A question regarding Seaborn and using DataFrames

Hello everyone,

I had a question regarding Seaborn and using a DataFrame. Here’s the link’s exercise I am doing and below is the code. My question is regarding the very last part of the code in #Add your code below:

Take in the data from the CSVs as NumPy arrays:

set_one = np.genfromtxt(“dataset1.csv”, delimiter=",")
set_two = np.genfromtxt(“dataset2.csv”, delimiter=",")
set_three = np.genfromtxt(“dataset3.csv”, delimiter=",")
set_four = np.genfromtxt(“dataset4.csv”, delimiter=",")

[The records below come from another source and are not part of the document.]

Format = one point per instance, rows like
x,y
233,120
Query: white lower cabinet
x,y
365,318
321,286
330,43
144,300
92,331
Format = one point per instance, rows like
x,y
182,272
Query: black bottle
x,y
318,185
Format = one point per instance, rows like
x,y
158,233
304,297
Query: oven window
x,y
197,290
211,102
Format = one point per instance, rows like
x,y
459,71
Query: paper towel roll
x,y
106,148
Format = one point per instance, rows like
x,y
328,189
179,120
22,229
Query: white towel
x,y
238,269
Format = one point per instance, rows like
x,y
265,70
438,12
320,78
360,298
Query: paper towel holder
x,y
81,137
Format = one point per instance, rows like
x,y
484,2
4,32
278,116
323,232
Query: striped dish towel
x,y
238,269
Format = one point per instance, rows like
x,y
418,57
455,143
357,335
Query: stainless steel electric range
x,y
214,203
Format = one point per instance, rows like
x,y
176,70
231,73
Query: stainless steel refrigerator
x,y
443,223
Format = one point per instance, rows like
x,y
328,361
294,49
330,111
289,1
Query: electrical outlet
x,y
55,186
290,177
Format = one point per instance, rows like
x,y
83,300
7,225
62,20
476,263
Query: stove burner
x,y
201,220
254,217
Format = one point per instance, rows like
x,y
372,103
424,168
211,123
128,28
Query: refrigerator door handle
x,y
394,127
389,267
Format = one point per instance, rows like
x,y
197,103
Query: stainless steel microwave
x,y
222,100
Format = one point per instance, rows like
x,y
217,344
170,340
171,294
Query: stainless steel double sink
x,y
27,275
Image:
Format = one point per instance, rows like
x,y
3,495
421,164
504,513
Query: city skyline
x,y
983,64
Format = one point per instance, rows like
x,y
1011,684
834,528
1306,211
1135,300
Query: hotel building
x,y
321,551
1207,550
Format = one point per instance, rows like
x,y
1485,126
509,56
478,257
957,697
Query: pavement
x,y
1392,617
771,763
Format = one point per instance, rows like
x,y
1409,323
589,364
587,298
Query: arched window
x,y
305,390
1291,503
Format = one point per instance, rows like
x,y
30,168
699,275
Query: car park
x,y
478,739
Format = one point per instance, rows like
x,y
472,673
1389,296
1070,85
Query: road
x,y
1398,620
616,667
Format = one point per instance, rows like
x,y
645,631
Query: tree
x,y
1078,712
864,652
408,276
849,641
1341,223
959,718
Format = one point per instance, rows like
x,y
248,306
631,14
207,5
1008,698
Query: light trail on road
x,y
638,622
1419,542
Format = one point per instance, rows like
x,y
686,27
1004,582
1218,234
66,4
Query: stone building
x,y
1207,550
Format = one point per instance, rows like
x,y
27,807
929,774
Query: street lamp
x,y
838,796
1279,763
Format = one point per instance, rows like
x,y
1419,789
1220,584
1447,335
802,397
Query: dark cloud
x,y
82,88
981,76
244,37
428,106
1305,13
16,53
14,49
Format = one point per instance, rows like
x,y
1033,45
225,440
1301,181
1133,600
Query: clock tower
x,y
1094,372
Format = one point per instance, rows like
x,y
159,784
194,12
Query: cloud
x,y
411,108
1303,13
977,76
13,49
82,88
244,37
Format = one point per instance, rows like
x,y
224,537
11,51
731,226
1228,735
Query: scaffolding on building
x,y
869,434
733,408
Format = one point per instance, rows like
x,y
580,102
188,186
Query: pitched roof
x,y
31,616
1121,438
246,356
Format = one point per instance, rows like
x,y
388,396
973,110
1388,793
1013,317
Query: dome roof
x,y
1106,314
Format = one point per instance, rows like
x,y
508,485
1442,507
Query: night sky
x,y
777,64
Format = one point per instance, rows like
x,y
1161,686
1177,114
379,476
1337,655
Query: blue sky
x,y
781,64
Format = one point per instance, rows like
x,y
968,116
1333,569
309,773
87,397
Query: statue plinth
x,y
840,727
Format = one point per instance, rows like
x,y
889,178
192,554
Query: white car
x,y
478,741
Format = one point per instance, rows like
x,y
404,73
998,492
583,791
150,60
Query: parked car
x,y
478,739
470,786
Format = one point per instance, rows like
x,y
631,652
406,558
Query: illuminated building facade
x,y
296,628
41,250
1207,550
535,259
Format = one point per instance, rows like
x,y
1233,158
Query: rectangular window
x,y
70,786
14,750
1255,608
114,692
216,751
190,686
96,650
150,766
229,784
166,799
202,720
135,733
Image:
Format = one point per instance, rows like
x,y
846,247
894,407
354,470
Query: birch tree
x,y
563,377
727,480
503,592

Creating a Pandas DataFrame:

n=500
df = pd.DataFrame({
“label”: [“set_one”] * n + [“set_two”] * n + [“set_three”] * n + [“set_four”] * n,
“value”: np.concatenate([set_one, set_two, set_three, set_four])
})

Setting styles:

sns.set_style(“darkgrid”)
sns.set_palette(“pastel”)

Add your code below:

sns.kdeplot(set_one, shade=True)
sns.kdeplot(set_two, shade=True)
sns.kdeplot(set_three, shade=True)
sns.kdeplot(set_four, shade=True)
plt.show()

Here’s my question - how does Seaborn known that it has to fetch the columns from ‘df’? I actually got the exercise wrong because I tried to specify the DataFrame by writing df.column_name:

sns.kdeplot(df.set_one, shade=True)
sns.kdeplot(df.set_two, shade=True)
sns.kdeplot(df.set_three, shade=True)
sns.kdeplot(df.set_four, shade=True)
plt.show()

@frankjimenez93270473,

Seaborn doesn’t know to do that. In this example, the accepted code is taking the numpy arrays that you defined at the top and using those as the datasets, it is not magically pulling out the columns from the Pandas DataFrame.

Your code is actually perfectly valid, but it is likely that Codecademy set up a test to check the code and that test specifically looks for the numpy arrays to be passed to kdeplot rather than the DataFrame columns. In practice, either way would be fine.